The New Wave directors were nevertheless significantly influenced by Hollywood movies (and made intra-cinematic reference to them, for example Chabrol referencing Alfred Hitchcock’s films, or Godard paying tribute to gangster films, etc), with the result that they introduced a more realistic idiom into French film, compared to what these directors saw as the theatre-oriented approach of traditional French film. Instead, they concentrated on bringing a sense of realism to cinema, often using improvisation (sometimes with ordinary members of the public walking into the picture frame and unwittingly conversing with actors), hand-held cameras and natural lighting.

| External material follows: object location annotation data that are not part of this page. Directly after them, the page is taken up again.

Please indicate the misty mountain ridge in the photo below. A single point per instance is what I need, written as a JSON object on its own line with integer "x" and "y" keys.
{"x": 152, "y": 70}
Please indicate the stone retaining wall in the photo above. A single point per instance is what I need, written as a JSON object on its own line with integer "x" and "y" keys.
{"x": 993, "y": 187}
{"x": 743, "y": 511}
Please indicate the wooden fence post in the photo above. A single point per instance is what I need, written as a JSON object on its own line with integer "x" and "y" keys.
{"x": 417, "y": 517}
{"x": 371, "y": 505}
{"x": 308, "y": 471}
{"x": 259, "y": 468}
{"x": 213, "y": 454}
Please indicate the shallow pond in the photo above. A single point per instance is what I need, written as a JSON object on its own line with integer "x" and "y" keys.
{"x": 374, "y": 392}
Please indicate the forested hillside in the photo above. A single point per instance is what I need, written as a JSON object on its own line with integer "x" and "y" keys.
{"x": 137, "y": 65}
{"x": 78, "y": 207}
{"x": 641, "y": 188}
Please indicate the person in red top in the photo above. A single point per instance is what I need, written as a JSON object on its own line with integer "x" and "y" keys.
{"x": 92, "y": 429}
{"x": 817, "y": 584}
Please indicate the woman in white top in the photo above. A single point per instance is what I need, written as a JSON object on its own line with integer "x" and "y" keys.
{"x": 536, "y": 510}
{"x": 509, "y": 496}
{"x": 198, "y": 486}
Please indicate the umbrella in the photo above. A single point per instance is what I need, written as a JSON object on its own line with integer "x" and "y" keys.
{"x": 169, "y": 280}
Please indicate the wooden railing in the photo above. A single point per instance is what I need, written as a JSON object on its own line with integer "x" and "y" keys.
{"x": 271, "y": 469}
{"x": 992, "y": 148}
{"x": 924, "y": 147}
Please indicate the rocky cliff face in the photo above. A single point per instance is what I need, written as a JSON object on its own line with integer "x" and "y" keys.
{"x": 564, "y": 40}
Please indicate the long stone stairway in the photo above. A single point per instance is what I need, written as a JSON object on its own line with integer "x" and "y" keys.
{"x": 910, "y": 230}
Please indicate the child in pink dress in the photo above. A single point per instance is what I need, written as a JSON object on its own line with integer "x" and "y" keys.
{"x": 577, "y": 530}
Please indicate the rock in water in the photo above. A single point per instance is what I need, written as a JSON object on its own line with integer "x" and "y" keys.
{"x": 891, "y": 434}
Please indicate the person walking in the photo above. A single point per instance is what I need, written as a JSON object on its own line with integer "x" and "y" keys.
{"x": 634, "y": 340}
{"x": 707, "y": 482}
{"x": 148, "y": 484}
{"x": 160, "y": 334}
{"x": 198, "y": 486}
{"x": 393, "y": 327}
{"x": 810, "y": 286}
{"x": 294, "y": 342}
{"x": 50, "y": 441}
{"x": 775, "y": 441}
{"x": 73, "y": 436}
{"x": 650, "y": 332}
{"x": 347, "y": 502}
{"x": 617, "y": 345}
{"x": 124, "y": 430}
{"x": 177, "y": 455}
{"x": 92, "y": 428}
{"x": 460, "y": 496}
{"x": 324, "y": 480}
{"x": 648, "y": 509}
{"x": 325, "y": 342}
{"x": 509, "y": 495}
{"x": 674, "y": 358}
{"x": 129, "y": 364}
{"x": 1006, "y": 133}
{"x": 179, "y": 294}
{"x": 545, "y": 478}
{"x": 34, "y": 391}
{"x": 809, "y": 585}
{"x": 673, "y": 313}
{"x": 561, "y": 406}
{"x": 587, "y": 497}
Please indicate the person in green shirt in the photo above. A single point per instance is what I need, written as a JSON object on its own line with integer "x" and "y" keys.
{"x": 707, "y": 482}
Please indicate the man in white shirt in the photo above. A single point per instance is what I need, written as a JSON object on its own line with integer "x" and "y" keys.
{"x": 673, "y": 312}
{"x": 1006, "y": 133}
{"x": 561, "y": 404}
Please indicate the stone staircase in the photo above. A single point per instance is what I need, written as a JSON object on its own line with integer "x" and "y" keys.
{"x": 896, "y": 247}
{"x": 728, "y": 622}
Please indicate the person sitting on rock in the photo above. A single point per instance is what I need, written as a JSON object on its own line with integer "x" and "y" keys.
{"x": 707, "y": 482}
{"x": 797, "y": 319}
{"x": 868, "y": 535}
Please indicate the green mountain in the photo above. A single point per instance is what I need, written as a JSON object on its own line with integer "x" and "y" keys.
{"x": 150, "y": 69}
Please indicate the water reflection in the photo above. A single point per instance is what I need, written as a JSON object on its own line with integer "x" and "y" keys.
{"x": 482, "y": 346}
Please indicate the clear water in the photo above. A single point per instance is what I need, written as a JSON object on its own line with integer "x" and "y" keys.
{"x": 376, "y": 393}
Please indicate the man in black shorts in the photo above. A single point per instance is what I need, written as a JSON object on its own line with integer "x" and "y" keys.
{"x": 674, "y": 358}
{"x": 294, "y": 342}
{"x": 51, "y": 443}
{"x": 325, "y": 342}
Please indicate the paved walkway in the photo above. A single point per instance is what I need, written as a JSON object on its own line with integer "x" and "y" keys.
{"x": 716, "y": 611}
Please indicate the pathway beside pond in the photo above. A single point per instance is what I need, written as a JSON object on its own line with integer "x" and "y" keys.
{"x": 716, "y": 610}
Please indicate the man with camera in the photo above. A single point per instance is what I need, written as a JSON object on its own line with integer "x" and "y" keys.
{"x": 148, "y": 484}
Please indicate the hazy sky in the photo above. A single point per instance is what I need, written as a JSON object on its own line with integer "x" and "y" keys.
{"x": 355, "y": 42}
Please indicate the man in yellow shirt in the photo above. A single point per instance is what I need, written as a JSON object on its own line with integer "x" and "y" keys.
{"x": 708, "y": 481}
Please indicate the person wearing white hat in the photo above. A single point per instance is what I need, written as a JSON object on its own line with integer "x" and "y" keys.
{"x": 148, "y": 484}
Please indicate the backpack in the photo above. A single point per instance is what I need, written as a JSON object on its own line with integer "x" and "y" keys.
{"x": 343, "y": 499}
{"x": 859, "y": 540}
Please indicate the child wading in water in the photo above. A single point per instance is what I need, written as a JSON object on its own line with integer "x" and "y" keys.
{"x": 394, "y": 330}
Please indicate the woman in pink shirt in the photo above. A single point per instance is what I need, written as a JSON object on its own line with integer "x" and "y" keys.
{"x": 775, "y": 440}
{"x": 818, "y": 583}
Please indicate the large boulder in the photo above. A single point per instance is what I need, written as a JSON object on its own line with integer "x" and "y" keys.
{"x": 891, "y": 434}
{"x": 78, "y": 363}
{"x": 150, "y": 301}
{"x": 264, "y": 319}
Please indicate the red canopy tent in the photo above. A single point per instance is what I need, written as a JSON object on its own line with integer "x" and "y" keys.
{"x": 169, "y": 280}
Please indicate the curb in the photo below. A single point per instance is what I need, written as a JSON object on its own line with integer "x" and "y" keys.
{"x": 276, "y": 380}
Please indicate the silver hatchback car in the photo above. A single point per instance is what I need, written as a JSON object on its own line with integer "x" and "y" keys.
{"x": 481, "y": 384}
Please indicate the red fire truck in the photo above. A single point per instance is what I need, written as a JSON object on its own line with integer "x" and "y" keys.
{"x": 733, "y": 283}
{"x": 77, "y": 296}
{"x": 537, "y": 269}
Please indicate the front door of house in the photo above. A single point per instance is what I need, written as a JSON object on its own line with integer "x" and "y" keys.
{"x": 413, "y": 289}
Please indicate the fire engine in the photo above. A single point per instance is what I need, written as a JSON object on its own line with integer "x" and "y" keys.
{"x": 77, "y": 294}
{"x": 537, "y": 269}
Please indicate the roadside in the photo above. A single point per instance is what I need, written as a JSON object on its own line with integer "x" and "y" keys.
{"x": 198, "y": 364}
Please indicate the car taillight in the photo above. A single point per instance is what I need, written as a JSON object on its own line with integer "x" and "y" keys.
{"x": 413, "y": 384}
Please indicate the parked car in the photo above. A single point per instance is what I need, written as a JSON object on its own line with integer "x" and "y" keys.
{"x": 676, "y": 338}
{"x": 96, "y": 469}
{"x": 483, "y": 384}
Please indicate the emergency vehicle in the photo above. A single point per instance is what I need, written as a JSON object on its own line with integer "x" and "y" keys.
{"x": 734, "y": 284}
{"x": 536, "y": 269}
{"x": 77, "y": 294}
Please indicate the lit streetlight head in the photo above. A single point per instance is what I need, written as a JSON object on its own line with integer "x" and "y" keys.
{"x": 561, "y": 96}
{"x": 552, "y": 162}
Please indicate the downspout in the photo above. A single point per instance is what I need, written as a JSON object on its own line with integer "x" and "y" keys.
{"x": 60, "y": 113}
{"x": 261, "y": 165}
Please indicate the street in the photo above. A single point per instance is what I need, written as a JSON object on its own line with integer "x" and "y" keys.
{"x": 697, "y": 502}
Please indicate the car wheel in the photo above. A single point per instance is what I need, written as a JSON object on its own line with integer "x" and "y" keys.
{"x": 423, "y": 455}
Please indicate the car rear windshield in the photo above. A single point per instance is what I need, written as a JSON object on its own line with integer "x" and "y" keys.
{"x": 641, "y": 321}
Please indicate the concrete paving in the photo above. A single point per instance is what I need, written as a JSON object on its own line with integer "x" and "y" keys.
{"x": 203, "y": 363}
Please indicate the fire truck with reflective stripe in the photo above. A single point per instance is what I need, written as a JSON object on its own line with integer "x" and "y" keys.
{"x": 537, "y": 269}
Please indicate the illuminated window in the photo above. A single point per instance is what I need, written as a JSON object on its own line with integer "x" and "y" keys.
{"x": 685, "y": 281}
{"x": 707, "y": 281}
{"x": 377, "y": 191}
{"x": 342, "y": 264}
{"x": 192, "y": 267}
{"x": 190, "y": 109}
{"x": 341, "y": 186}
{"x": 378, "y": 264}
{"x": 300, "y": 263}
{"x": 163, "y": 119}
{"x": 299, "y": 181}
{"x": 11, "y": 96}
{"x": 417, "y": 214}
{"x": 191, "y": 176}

In turn, the New Wave films have influenced Hollywood directors such as Quentin Tarantino, with their use of techniques which, in a manner reminiscent of Brechtian theatre alienation devices, constantly surprise audiences, and deviating from the notion that film should hide its status as film through the “suspension of disbelief”. Instead, they sought to draw attention to films’ status as cinema, as artificial, in this way contributing to the modernist (and later postmodernist) elements of self-referentiality (familiar in literature). These included characters addressing the audience directly, voice-overs, use of slang phrases, people arbitrarily walking into the picture-frame, flashbacks, jump cuts (to avoid the impression of continuity that mainstream film thrives on) and so on.

In short, New Wave cinema in France was innovatively ground-breaking, and one could make out a strong case that what Gilles Deleuze calls the “cinema of the time-image” (as distinguishable from the “cinema of the movement-image”, which preceded it) could be perceived as emerging in the cinema of the French New Wave.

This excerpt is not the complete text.